Four major audit firms are now verifying the capital status of 18 insurance companies as part of the ongoing recapitalisation exercise in the nation’s insurance sector, it was learnt.
The four auditors include; PricewaterhouseCoopers (PwC), KPMG, Ernst & Young (EY), and Deloitte, who were expected to leverage their collective expertise, capacity, experience, and reputation to conduct the exercise, thereby revealing the actual status of the Minimum Capital Requirement (MCR) these insurers claimed.
Although the names of the 18 insurers cannot be ascertained at the time of writing this report, there are insinuations that the top 10 underwriting firms in the country are involved.
These underwriting firms, it was gathered, already have excess capital above the minimum benchmark and do not necessarily need fresh capital unless they feel the market conditions are right for them to either acquire or attract new investors to consolidate their market share further.
To this end, approximately 42 other insurers, which primarily require capital injections, are in the final stage of obtaining either shareholder approval or regulatory approval.
For instance, SUNU Assurances, Sovereign Trust Insurance (STI) Plc, and Lasaco Assurance Plc, among others, have already secured shareholders’ approval to raise fresh capital, with others planning to approach shareholders soon through an Extraordinary General Meeting (EGM).
Confirming this development at the EY Insurance Summit 2025, over the weekend, the commissioner for Insurance/chief executive officer (CEO), National Insurance Commission (NAICOM), Olusegun Omosehin, said, “Let me say that the industry’s response has been encouraging, with a very significant number of insurers who have indicated their readiness for capital verification.
As we speak, we have about 18 companies that have indicated their readiness for capital verification.”
Omosehin, who was represented by the deputy commissioner, Technical, Dr Usman Jankara, explained that the commission had established a capital verification framework to ensure transparency and credibility.
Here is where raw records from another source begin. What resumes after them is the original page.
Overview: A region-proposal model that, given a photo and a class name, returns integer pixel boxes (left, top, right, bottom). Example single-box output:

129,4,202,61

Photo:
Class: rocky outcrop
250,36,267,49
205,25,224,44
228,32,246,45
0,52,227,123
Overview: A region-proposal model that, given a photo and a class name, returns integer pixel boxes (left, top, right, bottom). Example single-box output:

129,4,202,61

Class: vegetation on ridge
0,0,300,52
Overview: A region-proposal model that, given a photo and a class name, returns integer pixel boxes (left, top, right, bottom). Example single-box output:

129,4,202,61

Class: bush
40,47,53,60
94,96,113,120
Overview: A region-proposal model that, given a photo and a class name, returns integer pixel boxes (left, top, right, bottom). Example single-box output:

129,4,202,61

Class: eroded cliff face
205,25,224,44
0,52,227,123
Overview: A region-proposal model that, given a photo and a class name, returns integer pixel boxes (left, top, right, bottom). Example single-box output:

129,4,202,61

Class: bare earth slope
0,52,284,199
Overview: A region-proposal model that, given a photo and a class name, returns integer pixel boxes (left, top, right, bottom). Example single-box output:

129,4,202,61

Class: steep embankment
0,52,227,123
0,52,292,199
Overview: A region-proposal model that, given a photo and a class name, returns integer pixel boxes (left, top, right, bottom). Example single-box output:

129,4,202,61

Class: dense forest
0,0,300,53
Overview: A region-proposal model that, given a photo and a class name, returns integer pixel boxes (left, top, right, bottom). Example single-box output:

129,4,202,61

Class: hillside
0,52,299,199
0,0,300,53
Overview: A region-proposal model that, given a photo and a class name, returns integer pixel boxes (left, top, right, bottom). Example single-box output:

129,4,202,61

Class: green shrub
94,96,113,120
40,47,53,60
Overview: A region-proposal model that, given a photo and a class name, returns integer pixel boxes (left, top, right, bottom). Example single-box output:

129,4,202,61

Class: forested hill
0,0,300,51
“We’ve also put in place a capital verification framework, which is aimed at guaranteeing the integrity of the process. To this end, we are partnering with the Big Four audit firms, including EY, for independent verification of compliance with the minimum capital that is required,” he pointed out.
Earlier, Dr. Usman Jankara at the Continental Reinsurance Roundtable held in Lagos, at the weekend, said, “In order to protect the integrity of the recapitalisation exercise, the Commission has resolved to utilise the Big 4 Auditing Firms for the capital verification exercise, in order to leverage on the collective expertise, capacity, experience and reputation, so that every company that is so adjudged as having fulfilled the MCR will be so indeed.”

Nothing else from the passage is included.